The NORRA 500 in October will be the first with bikes since 2021. While not as long as its springtime sister Mexican 1000, Jimmy Lewis is pleased with the work he and the Moto team have done in creating the route.

“If you want to know what it was like to race Baja back in the ’90s,” he remarked about the course, “this is the race for you.”

As NORRA’s bike director, Lewis had been a key figure in getting the sanctioning body to add motorcycles back to the 500. They were initially removed after 2021 due to low entrants, but renewed interest prompted him to challenge riders to sign up before they’re added.

Once the minimum of ten registrants was reached, he and the crew got to riding and verifying the route they planned out. Save for some very slight tweaks, they were more than satisfied with how it turned out.

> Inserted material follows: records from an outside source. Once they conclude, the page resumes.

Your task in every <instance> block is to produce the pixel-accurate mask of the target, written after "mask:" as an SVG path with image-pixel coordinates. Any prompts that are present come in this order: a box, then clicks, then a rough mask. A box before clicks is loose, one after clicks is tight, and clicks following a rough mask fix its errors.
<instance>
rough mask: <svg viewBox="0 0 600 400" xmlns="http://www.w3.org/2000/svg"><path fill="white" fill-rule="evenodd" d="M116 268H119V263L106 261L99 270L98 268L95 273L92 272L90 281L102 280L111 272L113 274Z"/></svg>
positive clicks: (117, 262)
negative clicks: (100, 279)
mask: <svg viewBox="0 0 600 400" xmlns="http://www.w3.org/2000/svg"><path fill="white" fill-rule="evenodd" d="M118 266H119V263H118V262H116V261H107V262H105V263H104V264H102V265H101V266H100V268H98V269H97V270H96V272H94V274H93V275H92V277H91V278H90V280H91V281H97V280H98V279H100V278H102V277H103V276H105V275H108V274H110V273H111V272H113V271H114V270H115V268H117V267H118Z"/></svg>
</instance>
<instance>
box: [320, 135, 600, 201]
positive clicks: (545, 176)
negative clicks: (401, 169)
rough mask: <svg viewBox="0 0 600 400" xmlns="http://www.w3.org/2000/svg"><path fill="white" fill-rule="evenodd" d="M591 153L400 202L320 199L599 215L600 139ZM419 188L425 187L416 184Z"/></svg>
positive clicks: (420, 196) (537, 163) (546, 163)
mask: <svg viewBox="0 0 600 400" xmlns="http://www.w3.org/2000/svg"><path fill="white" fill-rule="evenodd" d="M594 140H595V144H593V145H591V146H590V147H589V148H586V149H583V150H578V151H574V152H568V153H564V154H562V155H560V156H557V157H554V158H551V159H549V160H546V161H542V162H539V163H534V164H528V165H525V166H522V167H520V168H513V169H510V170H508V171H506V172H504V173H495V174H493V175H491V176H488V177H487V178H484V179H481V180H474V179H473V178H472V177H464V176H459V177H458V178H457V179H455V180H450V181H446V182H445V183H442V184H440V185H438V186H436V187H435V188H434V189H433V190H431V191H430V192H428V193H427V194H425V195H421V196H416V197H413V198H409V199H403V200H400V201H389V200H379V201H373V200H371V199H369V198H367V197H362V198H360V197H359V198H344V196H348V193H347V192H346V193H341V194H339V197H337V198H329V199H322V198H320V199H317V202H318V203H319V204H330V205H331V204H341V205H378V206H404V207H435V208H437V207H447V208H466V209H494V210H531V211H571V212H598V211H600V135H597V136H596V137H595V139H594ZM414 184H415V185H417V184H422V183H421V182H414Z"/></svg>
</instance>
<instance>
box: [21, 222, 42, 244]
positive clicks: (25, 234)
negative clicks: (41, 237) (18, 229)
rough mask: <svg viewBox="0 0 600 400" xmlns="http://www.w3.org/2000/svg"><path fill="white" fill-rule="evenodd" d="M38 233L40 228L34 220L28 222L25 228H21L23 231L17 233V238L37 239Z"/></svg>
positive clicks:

Lewis described the course as “really fun two tracks that aren’t beat up, the kind of stuff that has really fun rollers. Not hoop-de-doos. Rollers, where you get to jump over things. There are a lot of direction changes and the stuff you dream of riding on.”

Fellow Off-Road Motorsports Hall of Famer and crew member Tim Morton, who was part of the recon team, remarked he was “blown away how bitchin’ it is.”

Morton noted the race will go through sections so rarely touched that even NORRA race director Eliseo Garcia only learned about them “a couple months ago.” Some ranches and tracts of land on the route are also long forbidden from use for racing, though NORRA managed to get permission this one time.

“Fun, flowy, hilly, turny stuff that will blow your mind,” he commented. “There are sections NOBODY gets to ride, ever, and some stuff I never knew existed, never even heard rumors of these trails.”

Scheduled for October 9–12, the NORRA 500 will consist of a prologue stage followed by two days of racing. Riders can compete either with a roadbook or using a GPS, which is new for the 500.